Berlin – Die von Schwarz-Rot geplante Attestpflicht ab dem ersten Krankheitstag stößt auf fast genauso viel Zustimmung wie Ablehnung. Eine INSA-Umfrage für BILD zeigt: 43 Prozent der Deutschen sind für die Attestpflicht ab dem ersten Krankheitstag, 44 Prozent dagegen.
Besonders auffällig: Junge lehnen die Pläne mehrheitlich ab. Rentner, die kaum betroffen wären, stimmen den Reformplänen deutlich häufiger zu. Bei der Abschaffung der telefonischen Krankschreibung ist das Bild ähnlich: 47 Prozent der Befragten sind gegen eine Abschaffung, 40 Prozent dafür.
Junge lehnen Attestpflicht deutlich häufiger ab
Vor allem jüngere Beschäftigte sind skeptisch: Bei den 18- bis 29-Jährigen sind 51 Prozent gegen eine Attestpflicht ab dem ersten Krankheitstag, nur 30 Prozent sind dafür.

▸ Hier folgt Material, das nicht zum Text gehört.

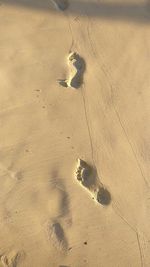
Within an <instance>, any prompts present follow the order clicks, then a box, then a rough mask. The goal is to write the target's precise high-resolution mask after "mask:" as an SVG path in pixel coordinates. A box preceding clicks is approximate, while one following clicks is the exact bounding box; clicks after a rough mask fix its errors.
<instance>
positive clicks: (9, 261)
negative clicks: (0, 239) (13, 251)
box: [0, 252, 22, 267]
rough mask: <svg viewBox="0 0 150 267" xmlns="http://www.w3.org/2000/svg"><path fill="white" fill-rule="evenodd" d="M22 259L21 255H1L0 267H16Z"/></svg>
mask: <svg viewBox="0 0 150 267" xmlns="http://www.w3.org/2000/svg"><path fill="white" fill-rule="evenodd" d="M21 257H22V253H20V252H18V253H15V252H11V253H10V254H9V255H7V256H6V255H2V256H1V258H0V267H17V264H18V262H19V261H20V259H21Z"/></svg>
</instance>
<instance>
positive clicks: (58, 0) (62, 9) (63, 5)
mask: <svg viewBox="0 0 150 267" xmlns="http://www.w3.org/2000/svg"><path fill="white" fill-rule="evenodd" d="M51 2H52V3H53V5H54V6H55V7H56V9H59V10H61V11H64V10H66V9H67V8H68V6H69V3H68V0H51Z"/></svg>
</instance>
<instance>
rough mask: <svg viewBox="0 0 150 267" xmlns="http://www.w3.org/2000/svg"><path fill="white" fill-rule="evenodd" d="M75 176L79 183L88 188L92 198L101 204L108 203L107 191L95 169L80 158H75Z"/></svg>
mask: <svg viewBox="0 0 150 267" xmlns="http://www.w3.org/2000/svg"><path fill="white" fill-rule="evenodd" d="M75 178H76V179H77V180H78V181H79V182H80V184H81V185H82V186H83V187H84V188H86V189H88V191H89V193H91V194H92V197H93V199H94V200H95V201H96V202H98V203H100V204H101V205H108V204H109V203H110V202H111V195H110V193H109V191H108V190H107V189H106V188H105V187H104V186H103V185H102V184H101V183H100V181H99V179H98V177H97V173H96V170H94V169H93V168H92V167H91V166H90V165H88V164H87V163H86V162H85V161H83V160H82V159H78V160H77V166H76V171H75Z"/></svg>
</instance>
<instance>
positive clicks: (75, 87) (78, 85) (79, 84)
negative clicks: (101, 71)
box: [70, 53, 86, 89]
mask: <svg viewBox="0 0 150 267" xmlns="http://www.w3.org/2000/svg"><path fill="white" fill-rule="evenodd" d="M70 61H73V66H74V68H75V69H76V74H75V75H74V76H73V77H72V78H71V81H70V86H71V87H74V88H75V89H78V88H79V87H80V86H81V85H82V83H83V73H84V71H85V68H86V64H85V60H84V59H83V58H82V57H81V56H79V55H78V54H77V53H73V56H72V59H70Z"/></svg>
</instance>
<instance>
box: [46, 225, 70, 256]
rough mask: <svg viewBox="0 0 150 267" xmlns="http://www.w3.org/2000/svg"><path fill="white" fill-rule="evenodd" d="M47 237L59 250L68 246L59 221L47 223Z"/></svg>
mask: <svg viewBox="0 0 150 267" xmlns="http://www.w3.org/2000/svg"><path fill="white" fill-rule="evenodd" d="M47 234H48V239H49V241H50V242H51V243H52V245H53V246H54V247H55V248H56V249H58V250H59V251H65V250H67V248H68V241H67V239H66V236H65V233H64V230H63V228H62V226H61V225H60V223H59V222H57V221H56V222H53V223H48V225H47Z"/></svg>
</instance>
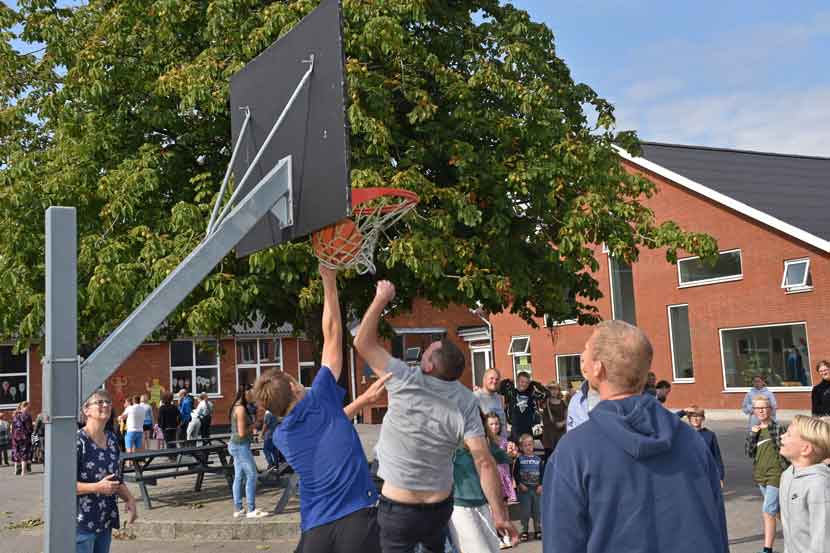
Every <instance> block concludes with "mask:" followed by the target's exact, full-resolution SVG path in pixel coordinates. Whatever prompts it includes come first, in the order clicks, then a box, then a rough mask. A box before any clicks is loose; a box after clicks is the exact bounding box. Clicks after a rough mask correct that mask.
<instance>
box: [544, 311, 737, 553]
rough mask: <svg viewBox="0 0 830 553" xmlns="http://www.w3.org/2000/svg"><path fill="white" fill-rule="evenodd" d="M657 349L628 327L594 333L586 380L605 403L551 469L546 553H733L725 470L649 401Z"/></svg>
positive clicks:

Auch in der Altersgruppe der 30- bis 39-Jährigen überwiegt die Ablehnung mit 53 zu 31 Prozent deutlich. Erst mit zunehmendem Alter dreht sich das Bild: Unter den 60- bis 69-Jährigen befürwortet bereits jeder Zweite (50 Prozent) die Regelung. Besonders groß ist die Zustimmung bei den über 70-Jährigen: 62 Prozent sind dafür, lediglich 30 Prozent dagegen. Damit zeigt sich ein Generationenkonflikt: Während viele Erwerbstätige zusätzliche Bürokratie und Arztbesuche befürchten, unterstützen vor allem jene die Maßnahme, die selbst nicht mehr betroffen sind.
Auch Telefon-Krankschreibung bleibt umstritten
Ähnlich gespalten ist die Meinung zur telefonischen Krankschreibung. Derzeit können sich Patienten bei leichten Erkrankungen unter bestimmten Voraussetzungen bis zu fünf Kalendertage telefonisch krankschreiben lassen. Das will die Koalition nun abschaffen. Den Plan lehnen 47 Prozent ab, nur 40 Prozent sprechen sich dafür aus. Auch hier unterscheiden sich die Altersgruppen deutlich. Unter den 18- bis 29-Jährigen sind lediglich 36 Prozent für eine Abschaffung, 48 Prozent dagegen. Bei den über 70-Jährigen hingegen befürworten 46 Prozent, dass die telefonische Krankschreibung abgeschafft wird.